北口陣屋(代官所)  北口南、ひな市通り沿いに細谷医院があり、その駐車場の一隅に「北口陣屋(代官所)」と題する史跡説明板が立っています。

 元和八年(1622)7月に、北口村・工藤小路村・吉田村・大久保村など上谷地郷六カ村は新庄藩領となり、藩主藩領となり、藩主戸沢政盛は寛永元年(1624)ここに新庄陣屋を置いて上谷地郷を支配しました。

 およそ700坪の敷地には、大戸門・役屋・長屋などがあり、代官の外2~3名の手代を配して明治初年まで及んだのですが、幕末の戊辰戦役で庄内藩兵に襲われ、役屋は焼失しました。明治4年(1871)に廃止されるまで、北口陣屋は247年間に及ぶ上谷地郷の行政の本拠でした。

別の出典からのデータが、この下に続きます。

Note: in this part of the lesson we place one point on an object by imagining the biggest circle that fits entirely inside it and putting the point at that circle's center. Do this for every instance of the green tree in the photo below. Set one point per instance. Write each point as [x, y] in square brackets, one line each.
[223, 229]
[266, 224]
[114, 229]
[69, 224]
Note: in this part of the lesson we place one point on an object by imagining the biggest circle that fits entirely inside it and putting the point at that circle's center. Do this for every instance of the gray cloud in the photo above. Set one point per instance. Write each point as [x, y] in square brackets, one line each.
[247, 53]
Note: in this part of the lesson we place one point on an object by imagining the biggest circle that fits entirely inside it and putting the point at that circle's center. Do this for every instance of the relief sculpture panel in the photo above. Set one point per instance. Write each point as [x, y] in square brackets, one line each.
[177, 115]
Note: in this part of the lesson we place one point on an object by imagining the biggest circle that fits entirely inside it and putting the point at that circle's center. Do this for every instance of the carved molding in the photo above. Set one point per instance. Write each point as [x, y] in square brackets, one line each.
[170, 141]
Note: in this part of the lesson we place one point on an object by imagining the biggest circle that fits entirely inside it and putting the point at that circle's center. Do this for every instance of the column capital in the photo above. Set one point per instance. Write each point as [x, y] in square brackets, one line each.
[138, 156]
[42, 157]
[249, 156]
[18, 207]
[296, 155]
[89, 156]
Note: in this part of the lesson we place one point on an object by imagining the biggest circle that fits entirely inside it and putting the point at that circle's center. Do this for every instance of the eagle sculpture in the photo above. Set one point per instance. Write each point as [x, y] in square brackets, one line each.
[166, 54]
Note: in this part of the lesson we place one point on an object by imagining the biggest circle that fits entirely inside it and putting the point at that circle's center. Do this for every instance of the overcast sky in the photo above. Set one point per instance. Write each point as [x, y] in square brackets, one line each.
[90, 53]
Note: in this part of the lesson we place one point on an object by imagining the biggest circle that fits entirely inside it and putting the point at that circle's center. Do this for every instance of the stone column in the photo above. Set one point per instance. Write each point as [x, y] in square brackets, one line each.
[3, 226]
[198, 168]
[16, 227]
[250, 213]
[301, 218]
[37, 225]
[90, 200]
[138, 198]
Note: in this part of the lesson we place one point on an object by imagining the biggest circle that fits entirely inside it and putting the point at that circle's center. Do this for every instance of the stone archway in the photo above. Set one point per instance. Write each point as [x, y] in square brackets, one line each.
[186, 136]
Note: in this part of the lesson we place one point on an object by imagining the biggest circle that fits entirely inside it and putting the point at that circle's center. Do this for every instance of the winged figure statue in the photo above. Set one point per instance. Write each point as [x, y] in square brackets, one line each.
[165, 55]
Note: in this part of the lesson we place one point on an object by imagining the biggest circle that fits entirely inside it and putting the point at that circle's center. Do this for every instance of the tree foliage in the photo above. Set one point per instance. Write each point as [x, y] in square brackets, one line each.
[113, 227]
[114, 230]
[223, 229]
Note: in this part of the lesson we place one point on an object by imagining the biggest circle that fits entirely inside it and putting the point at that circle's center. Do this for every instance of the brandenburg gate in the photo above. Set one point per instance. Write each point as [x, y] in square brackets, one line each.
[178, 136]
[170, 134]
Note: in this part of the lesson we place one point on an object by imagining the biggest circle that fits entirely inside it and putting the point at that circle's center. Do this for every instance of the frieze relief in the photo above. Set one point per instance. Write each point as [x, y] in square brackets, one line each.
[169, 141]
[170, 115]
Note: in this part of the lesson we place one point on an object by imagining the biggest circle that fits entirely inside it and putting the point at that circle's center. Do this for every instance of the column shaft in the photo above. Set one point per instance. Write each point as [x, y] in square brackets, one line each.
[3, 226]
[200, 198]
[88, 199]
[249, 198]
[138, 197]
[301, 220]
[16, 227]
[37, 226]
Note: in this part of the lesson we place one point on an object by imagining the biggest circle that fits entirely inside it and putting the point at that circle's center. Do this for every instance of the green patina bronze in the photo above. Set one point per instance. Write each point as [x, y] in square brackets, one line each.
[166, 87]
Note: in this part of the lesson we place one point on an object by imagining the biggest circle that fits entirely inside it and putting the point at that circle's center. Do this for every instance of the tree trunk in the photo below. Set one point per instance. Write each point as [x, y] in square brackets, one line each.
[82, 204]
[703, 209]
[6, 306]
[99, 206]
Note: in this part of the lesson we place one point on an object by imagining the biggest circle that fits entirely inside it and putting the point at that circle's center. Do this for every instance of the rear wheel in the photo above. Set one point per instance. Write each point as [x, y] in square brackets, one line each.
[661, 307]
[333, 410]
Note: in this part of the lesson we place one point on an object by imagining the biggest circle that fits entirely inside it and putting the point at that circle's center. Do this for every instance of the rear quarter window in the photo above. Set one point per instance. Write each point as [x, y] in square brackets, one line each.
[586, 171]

 明治6年(1873)9月、焼失をまぬがれた長屋を払い下げ改築して、谷地で最も早い小学校が設立され、その名を「開明学校」と呼んでいました。

 しかし、明治17年(1884)11月、八幡宮東側(現在の役場の所)に「谷地学校」が新築開校されたことに伴い、開明学校は廃校となりました。

 現在、北口陣屋や開明学校等、当時を偲ばせるものは何もありません。区画整理事業も進行中で、時代の変化と共に町並みも又、激しく移り変わろうとしています。